2000 Conference Proceedings

Go to previous article 
Go to next article 
Return to 2000 Table of Contents


Document Reader for the Blind

Chieko Asakawa, Hironobu Takagi and Takashi Itoh
chie@jp.ibm.com, takagih@jp.ibm.com and JL03313@jp.ibm.com 
IBM Japan Ltd., Tokyo Research Laboratory
1624-14, Shimotsuruma, Yamato-shi, Kanagawa-ken 242-8502, Japan

Personal computers have played an important role in enabling the blind to access printed documents. Blind users can communicate with others by e-mail and can read and write electronic documents by using screen readers and other assistive technology software. These days, however, electronic documents are becoming increasingly visual, with various fonts, colors, and illustrations.

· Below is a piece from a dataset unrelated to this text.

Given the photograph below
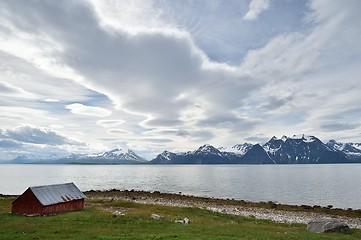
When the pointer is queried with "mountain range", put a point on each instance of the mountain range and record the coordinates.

In addition, their layouts are becoming more complex, since authors are paying more attention to visual appearance. These visual characteristics are making electronic documents increasingly inaccessible to blind users. They have a hard time reading such formatted documents with screen readers, and need to know how to operate a variety of applications just to read documents. Consequently, they tend to ask sighted people to provide documents in plain text format. However, automatic conversion of formatted documents into plain text format sometimes destroys the original logical structure. Sighted people therefore have to spend time checking whether the conversion was successful or not.

Another issue that affects blind users is the difficulty of using a screen reader to access presentation materials created by using software such as Lotus Freelance and MS PowerPoint(R). They are often unable to include visual elements in their own presentations or to follow presentations given by others without assistance, because they cannot access presentation software designed for sighted people.

We therefore decided to develop a document reader to allow blind users to access various types of formatted document through a single user interface. Our system uses an object model of each application, so it can present the contents of a document without regard to its layout. The logical structure of the sentences can also be navigated, so it is easy to detect titles, headings, list items, paragraphs, sentences, and so on.

Since the user interface for navigating through a document is universal, users do not need to operate any word processors or presentation software to read formatted documents. In the following section, we will describe the user interface of our prototype document reader.

Overview of the system The figure above shows the structure of our document reader. Documents should be opened through Explorer. When a document is opened, it is listed in the document selector. The system uses a numeric keypad for command input. When the minus key is pressed, the document selector becomes active. The name of any document in the selector can be announced by pressing the up/down cursor key. When the Enter key is pressed, the document becomes ready for reading. Currently, our prototype system allows users to access MS Word (abb. Word) and Lotus WordPro(TM) (abb. Wordpro) as word processors and MS PowerPoint(R) (abb. Powerpoint) and Lotus Freelance (abb. Freelance) as presentation software.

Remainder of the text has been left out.